The Lexmark sale was completed on 1 July, with Xerox paying around $1.5 billion (€1.4 billion). Ninestar confirmed receipt of $600 million (€559 million) in the first tranche. The divestment removes a loss-making unit and sharpens the group’s focus on consumables, chips, Pantum printers and semiconductor development.

Pantum remained a bright spot. H1 revenue rose 10% year-on-year to RMB 2.309 billion ($321 million/€299 million), with net profit at RMB 324 million ($45 million/€42 million). Printer shipments fell 5%, but A3 copier sales surged 115%. Domestic “Xinchuang” (IT security/localisation) sales jumped 65% year-on-year, as Pantum leveraged its compatibility with Huawei’s HarmonyOS and other Chinese platforms.

The consumables segment continued to provide the financial backbone. Zhuhai Seine Technology reported RMB 292.8 million ($40.7 million/€37.5 million) in sales and a small net profit. Ninestar Image Tech (Hong Kong) handled overseas receivables totalling RMB 1.38 billion ($192 million/€178 million).

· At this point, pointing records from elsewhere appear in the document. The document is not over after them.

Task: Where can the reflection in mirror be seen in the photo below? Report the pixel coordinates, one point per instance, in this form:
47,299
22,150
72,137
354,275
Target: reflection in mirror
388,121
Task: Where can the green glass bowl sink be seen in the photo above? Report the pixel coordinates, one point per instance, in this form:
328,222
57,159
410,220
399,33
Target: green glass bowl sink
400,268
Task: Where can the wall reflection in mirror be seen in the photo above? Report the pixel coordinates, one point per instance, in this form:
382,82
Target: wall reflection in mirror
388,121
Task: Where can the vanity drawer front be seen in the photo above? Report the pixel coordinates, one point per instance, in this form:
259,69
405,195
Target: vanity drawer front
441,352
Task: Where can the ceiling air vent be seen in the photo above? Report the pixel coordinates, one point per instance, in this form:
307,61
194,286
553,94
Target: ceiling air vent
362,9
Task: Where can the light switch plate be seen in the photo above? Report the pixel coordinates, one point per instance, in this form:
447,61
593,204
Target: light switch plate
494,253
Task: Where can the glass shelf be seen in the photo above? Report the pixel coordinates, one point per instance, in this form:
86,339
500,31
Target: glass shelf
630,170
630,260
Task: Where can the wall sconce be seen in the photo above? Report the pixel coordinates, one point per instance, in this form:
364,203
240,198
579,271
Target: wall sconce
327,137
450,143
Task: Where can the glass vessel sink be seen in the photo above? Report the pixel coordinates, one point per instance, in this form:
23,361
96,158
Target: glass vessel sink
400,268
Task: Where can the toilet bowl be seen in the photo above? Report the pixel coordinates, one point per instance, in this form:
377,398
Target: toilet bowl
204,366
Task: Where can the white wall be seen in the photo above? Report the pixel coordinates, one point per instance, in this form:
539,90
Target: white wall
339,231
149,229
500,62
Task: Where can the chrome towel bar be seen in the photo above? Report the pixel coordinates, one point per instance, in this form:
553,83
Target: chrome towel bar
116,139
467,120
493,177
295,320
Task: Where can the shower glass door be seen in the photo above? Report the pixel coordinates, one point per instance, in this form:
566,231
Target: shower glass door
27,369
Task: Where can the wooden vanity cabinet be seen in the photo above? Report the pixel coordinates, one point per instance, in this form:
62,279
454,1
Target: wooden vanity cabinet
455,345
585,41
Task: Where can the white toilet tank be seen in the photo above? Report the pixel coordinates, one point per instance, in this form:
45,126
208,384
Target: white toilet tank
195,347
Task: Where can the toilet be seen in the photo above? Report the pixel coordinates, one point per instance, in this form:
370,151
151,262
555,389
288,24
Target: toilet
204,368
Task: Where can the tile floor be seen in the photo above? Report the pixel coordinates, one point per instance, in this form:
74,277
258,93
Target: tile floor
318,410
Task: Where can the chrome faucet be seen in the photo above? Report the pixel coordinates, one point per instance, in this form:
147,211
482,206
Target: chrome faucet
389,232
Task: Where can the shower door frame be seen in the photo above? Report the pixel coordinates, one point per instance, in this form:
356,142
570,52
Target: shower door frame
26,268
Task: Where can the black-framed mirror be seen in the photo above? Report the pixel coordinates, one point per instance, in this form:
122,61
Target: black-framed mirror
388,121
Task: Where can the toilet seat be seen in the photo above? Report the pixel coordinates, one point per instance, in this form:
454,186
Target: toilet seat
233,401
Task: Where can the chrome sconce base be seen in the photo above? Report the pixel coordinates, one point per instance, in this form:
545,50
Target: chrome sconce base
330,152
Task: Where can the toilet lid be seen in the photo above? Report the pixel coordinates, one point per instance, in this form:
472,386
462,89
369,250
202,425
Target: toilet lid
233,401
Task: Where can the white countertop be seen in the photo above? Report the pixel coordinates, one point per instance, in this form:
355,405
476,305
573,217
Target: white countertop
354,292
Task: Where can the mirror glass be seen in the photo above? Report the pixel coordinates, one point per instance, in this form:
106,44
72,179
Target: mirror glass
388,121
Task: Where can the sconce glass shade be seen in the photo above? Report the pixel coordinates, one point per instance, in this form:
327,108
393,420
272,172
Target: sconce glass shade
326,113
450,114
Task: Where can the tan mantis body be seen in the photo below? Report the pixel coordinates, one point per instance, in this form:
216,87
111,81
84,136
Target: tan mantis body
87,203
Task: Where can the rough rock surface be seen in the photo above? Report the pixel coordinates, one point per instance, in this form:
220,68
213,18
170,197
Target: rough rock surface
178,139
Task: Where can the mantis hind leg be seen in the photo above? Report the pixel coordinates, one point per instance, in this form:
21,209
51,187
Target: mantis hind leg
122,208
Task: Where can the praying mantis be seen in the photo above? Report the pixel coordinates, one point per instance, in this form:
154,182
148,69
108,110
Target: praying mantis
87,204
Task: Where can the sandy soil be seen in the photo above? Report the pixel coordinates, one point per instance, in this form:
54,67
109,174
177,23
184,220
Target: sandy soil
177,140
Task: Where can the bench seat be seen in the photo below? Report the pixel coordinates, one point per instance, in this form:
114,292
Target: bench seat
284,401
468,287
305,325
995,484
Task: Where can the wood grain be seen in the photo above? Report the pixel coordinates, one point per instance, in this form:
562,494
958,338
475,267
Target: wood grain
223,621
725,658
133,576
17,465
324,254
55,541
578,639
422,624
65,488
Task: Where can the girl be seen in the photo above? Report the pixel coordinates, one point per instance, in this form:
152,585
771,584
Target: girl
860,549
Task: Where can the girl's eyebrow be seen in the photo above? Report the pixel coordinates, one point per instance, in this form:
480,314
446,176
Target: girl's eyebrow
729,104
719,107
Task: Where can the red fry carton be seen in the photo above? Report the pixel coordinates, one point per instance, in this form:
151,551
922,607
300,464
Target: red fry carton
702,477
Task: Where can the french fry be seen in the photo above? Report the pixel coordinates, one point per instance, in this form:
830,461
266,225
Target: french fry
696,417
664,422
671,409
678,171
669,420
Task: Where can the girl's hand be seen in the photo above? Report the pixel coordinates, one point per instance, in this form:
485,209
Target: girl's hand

New entities such as Printstar Hungary and EcoInkHub UK were set up to expand European reach.

At the same time, several housekeeping closures were confirmed. Static Control’s dormant subsidiaries in South Africa and Dubai were deregistered, alongside Fuzhou Pantum Electronics and Meimo International Trading (HK). These companies had not been trading for some time.

Static Control itself remains part of the group, with net assets of RMB 324.6 million ($44.7 million/€41.6 million). Subsidiaries in South Africa and the Middle East were formally wound up, but core US and European operations continue.

Geehy Semiconductor also featured, with ongoing investment in IC design and production. Ninestar holds 81% of the Zhuhai-based company, which continues to build its domestic portfolio.

American subsidiaries, including Pantum USA, Green Project and Lemero US, were reported as having normal operations.

Ninestar warned investors that a 10% swing in the US dollar/RMB rate could reduce net assets by RMB 3.47 billion ($478 million/€445 million). Management underlined its commitment to core businesses, noting that “future capital allocation will prioritise consumables, Pantum and semiconductor development.”

With Lexmark gone, Ninestar is betting on printers, chips and consumables to sustain growth while cleaning up its international structure. Investors and rivals alike will watch closely how the group manages its balance sheet through 2025.